8am Endurance: Let have some fun and not just run
1 Mile run
2 Mile Row (3200m)
5 Mile Assault Bike
9am Mobility
10am Workout:
If you’d like to do this with a partner then just double the rep counts and split them however you’d like between the two of you.
21-15-9
Hang Power Snatches 135/95 INT-115/85 BEG-95/65
Pull Ups Or Progression
Rest 5 Minutes
15-12-9 reps:
Sit-ups
Ring Dips Or Progression (banded,jumping,negtives)
Overhead Squat 115/75 INT-95/75 BEG-75/55
Rest 5 Mins
9-15-21:
Hang Power Cleans 135/95 INT-115/85 BEG-95/65
Bar Facing Burpees
–Coaches Notes–
If you are going though this solo make sure you really break down each section of this workout.
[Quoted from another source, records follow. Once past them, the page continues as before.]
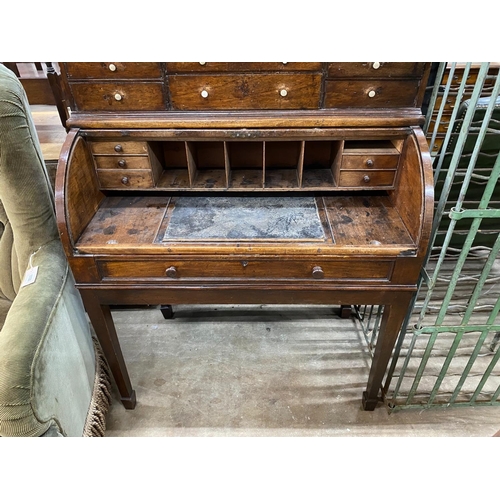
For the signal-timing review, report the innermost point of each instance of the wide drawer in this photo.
(125, 179)
(370, 161)
(251, 269)
(233, 67)
(119, 147)
(371, 93)
(113, 70)
(122, 162)
(245, 91)
(375, 70)
(118, 96)
(366, 179)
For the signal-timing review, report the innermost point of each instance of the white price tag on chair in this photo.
(29, 276)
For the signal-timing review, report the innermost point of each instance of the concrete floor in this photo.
(262, 371)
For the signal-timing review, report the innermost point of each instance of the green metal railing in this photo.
(448, 350)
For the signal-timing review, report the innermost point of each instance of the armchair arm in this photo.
(47, 359)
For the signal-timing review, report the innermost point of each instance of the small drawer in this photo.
(113, 70)
(122, 162)
(118, 96)
(370, 161)
(119, 148)
(203, 269)
(125, 179)
(235, 67)
(245, 91)
(371, 93)
(375, 70)
(367, 179)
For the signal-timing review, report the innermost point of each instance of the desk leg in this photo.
(390, 326)
(102, 321)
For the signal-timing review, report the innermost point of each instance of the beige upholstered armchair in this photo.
(53, 379)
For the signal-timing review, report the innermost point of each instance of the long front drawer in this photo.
(375, 70)
(113, 70)
(180, 67)
(371, 93)
(245, 91)
(252, 269)
(118, 96)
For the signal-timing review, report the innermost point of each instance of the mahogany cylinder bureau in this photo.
(247, 183)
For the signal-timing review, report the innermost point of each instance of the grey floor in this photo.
(262, 371)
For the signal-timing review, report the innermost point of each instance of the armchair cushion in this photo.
(53, 378)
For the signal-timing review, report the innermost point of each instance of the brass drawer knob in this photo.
(171, 272)
(318, 272)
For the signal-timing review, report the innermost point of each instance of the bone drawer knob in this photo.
(318, 272)
(171, 272)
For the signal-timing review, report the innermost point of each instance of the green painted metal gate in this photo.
(449, 347)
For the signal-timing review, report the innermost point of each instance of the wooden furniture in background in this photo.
(146, 138)
(42, 84)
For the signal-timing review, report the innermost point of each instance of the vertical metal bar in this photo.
(432, 101)
(421, 368)
(485, 376)
(468, 367)
(448, 183)
(482, 280)
(488, 192)
(454, 113)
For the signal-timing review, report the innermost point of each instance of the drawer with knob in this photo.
(113, 70)
(177, 270)
(123, 178)
(371, 93)
(375, 70)
(366, 179)
(123, 162)
(245, 91)
(118, 96)
(237, 67)
(370, 161)
(119, 147)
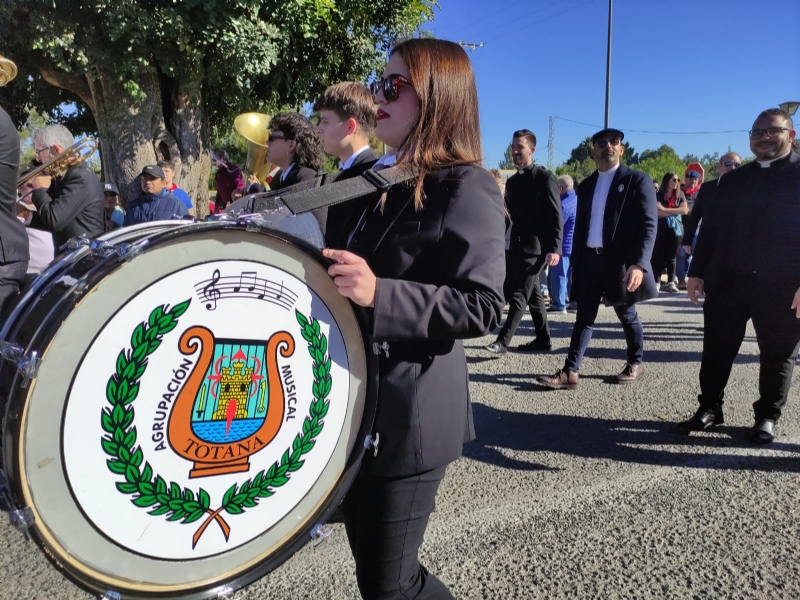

There is a little bit of everything for you here. Best thing to do with wods like this are use your strengths to your advantage to save yourself time. BUT that doesn’t mean throw those movements that you might “struggle” with out the window and to the lowest progression. We can use that middle section as an example, yes ring dips are hard and yes OHS are hard for some people, but if you ick a proper progression(banded dips/good working weight) that section can sill be super beneficial for the day. 5 Minutes of rest is a LONG time so taking that time to break down the next part will help as well.